When that cash vanishes, the companies —quite suddenly— can’t pay 400,000 employees.

Signature Signs Off

The Treasury Department, Federal Reserve, and FDIC issued a joint statement Sunday night, March 12.

They said they’re totally on top of things.  Don’t you worry your little head about it.

Magic money will flow to uninsured depositors.

Oops…

The statement also said that they’ll offer similar protection to depositors of Signature Bank of New York, which state regulators closed on Sunday.

That’s bust number 2.

Silvergate Swings Shut

I’m writing this early Monday morning, March 13.  Doubtless, we’re in for day of high drama.

Keep in mind that banks move like a herd of cattle.  They do everything at the same time, in pretty much the same way.

Oh, look what I found.  This statement was released on March 08…

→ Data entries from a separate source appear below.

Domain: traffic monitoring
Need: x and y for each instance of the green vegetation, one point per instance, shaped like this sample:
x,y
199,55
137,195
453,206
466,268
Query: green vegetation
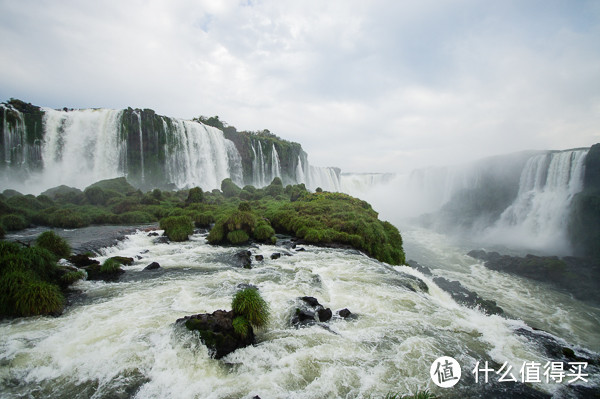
x,y
238,215
177,228
249,305
54,243
30,279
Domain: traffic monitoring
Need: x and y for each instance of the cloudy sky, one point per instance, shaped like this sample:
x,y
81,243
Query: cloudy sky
x,y
364,85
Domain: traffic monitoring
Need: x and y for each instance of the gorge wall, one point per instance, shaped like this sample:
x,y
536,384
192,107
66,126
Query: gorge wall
x,y
43,148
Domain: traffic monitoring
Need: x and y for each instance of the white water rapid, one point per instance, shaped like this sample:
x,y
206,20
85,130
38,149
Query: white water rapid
x,y
119,339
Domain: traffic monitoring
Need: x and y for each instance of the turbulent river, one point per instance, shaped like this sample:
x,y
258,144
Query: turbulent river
x,y
119,340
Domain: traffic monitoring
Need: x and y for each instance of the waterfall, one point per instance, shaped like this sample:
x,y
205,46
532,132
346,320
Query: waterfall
x,y
17,151
258,165
82,147
199,155
538,217
300,176
275,167
139,115
324,177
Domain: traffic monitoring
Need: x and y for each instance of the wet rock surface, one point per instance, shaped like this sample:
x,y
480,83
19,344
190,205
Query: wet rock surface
x,y
217,333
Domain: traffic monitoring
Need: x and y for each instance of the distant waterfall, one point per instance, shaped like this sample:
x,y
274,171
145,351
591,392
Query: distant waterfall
x,y
199,155
538,217
275,165
81,147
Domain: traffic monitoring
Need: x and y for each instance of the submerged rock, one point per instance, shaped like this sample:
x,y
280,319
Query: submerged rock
x,y
82,260
466,297
217,333
125,261
152,266
244,259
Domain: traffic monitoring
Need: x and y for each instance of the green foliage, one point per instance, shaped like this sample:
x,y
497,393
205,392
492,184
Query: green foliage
x,y
244,207
249,304
335,217
241,326
264,231
13,222
157,194
135,217
203,219
71,277
118,184
237,237
54,243
38,298
229,188
110,265
196,195
177,228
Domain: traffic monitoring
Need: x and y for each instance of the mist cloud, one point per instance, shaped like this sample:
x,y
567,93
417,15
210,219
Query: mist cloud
x,y
367,86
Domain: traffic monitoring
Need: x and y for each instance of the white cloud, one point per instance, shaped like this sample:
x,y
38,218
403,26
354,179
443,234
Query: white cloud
x,y
379,85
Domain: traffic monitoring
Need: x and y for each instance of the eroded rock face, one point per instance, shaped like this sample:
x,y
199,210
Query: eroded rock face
x,y
217,332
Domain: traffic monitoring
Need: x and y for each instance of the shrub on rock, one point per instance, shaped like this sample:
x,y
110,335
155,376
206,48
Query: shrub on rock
x,y
177,228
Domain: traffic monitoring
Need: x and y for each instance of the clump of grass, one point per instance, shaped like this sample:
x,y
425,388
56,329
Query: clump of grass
x,y
249,304
110,266
177,228
237,237
54,243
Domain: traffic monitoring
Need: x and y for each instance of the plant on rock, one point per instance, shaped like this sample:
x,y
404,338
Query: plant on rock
x,y
53,243
248,304
177,228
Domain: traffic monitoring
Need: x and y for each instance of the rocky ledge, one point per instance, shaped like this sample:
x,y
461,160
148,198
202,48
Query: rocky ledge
x,y
217,332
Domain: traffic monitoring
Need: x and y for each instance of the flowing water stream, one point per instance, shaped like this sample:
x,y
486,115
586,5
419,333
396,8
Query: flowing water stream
x,y
119,340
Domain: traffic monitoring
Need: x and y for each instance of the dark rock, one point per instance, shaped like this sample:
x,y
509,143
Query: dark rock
x,y
466,297
217,333
152,266
311,301
423,269
161,240
125,261
82,260
95,272
244,259
324,314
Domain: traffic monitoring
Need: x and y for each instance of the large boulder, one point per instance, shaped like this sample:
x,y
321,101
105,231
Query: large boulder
x,y
217,332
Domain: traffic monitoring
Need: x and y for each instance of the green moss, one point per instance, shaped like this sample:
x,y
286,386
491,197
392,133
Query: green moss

Silvergate Capital Corporation (“Silvergate” or “Company”) (NYSE:SI), the holding company for Silvergate Bank (“Bank”), today announced its intent to wind down operations and voluntarily liquidate the Bank in an orderly manner and in accordance with applicable regulatory processes.

Silvergate served the crypto community, up until Wednesday.

Bust #3.

Bad Luck For Joe G.

We might as well close with our version of a man-on-the-street story.

Here’s a little gem dug up by Sarah Rumpf (FOXBusiness) over the weekend…

The Chief Administrative Officer at Silicon Valley Bank was Joseph Gentile.

Before that, Gentile worked as Chief Financial Officer at Lehman Brothers’ Global Investment Bank. Gentile left Lehman in 2007, just one year before it went bankrupt in 2008.